Microseconds; I've corrected it - thanks!

> Looking at the current version of acct.h, it has a u_int16_t field,
> where the value stored is 1/64th of a second, and it's stored in a
> special floating-point format (ie, it is a format that we define,
> instead of using the native machine floating point).
> 
> Does this mean the new accounting record will be using the
> native-hardware format for floating point numbers?  Does that mean
> the records produced will be different for different hardware?

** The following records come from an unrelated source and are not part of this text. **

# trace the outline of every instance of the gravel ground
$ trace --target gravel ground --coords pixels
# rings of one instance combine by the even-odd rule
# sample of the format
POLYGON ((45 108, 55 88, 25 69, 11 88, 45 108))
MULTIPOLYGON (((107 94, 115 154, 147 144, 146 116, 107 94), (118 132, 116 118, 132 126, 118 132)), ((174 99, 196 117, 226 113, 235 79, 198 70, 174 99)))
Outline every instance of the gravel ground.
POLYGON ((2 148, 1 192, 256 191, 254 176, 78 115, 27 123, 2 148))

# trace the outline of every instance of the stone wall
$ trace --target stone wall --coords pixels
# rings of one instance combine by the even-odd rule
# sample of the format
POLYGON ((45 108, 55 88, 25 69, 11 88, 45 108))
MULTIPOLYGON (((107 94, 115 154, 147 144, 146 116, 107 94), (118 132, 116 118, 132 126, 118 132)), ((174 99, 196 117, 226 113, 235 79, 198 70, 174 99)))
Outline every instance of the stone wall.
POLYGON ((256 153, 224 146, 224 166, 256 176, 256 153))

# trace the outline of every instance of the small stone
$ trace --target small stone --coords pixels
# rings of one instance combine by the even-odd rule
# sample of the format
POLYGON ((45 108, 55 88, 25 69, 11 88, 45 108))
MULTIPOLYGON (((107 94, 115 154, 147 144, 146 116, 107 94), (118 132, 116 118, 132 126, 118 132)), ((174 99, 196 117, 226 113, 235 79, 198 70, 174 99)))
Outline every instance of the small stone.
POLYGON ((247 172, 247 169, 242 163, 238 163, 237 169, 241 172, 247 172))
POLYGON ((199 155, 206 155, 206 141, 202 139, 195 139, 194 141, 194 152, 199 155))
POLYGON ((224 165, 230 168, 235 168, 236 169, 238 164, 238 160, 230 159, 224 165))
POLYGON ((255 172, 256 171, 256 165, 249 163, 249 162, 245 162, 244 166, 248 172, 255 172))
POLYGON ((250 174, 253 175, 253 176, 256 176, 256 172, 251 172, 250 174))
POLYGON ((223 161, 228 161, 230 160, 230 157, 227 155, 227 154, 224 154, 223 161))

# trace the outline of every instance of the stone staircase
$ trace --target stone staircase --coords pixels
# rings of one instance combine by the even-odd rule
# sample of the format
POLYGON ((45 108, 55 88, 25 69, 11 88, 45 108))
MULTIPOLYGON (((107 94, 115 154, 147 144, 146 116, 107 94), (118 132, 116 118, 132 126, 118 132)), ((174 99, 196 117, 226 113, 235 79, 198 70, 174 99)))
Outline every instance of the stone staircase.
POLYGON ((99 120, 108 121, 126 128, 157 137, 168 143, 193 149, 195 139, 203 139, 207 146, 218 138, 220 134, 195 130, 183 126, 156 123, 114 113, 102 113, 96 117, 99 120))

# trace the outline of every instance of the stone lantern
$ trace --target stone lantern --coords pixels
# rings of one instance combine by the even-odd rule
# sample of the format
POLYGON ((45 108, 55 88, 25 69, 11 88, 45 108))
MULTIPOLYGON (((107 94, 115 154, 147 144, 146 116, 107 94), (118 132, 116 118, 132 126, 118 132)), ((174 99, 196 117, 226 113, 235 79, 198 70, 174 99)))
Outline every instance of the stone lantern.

My intention is to use the standard (IEEE 754-1985 / IEEE 854-1987 / IEC 
60559) 32-bit float format.  This is the C "float" type on all the 
architectures we support.  I could add a typedef clarifying this, but I 
doubt we'll ever support an architecture (VAX?) where float is a 
different format.

> How about going to an u_int32_t field for those three time fields,
> and again use a custom-defined format for the floating-point value?
> The main reason I suggest this is so we know the format will be
> exactly the same on all architectures.  We could go with a 4-bit
> base-8 exponent (up from 3 bits in the current format), and still
> have 28 bits for the fractional-part.

The 32-bit IEEE format is close to your suggestion: 32 bits; 24 
significant binary digits (1 implied); 8 exponent bits.  The advantage 
of the IEEE format is that userland utilities can interpret the records 
without further processing.  We also avoid introducing another 
non-standard floating point format.  Many years ago I wrote Perl code to 
interpret comp_t.  It wasn't fun.

> I also wonder about using a time_t for ac_btime (starting time).
> Now that we're running freebsd on very fast, multi-processor systems,
> we might care whether "<this>-command" executed before "<that>-command",
> and we might wish to have better resolution for the start-time of a
> given command.  This is just an idle thought on my part though, and
> it is not something that I have a strong opinion on.

I don't have a strong opinion either.  Let's see if others think whether 
using a struct timeval for ac_btime would be useful.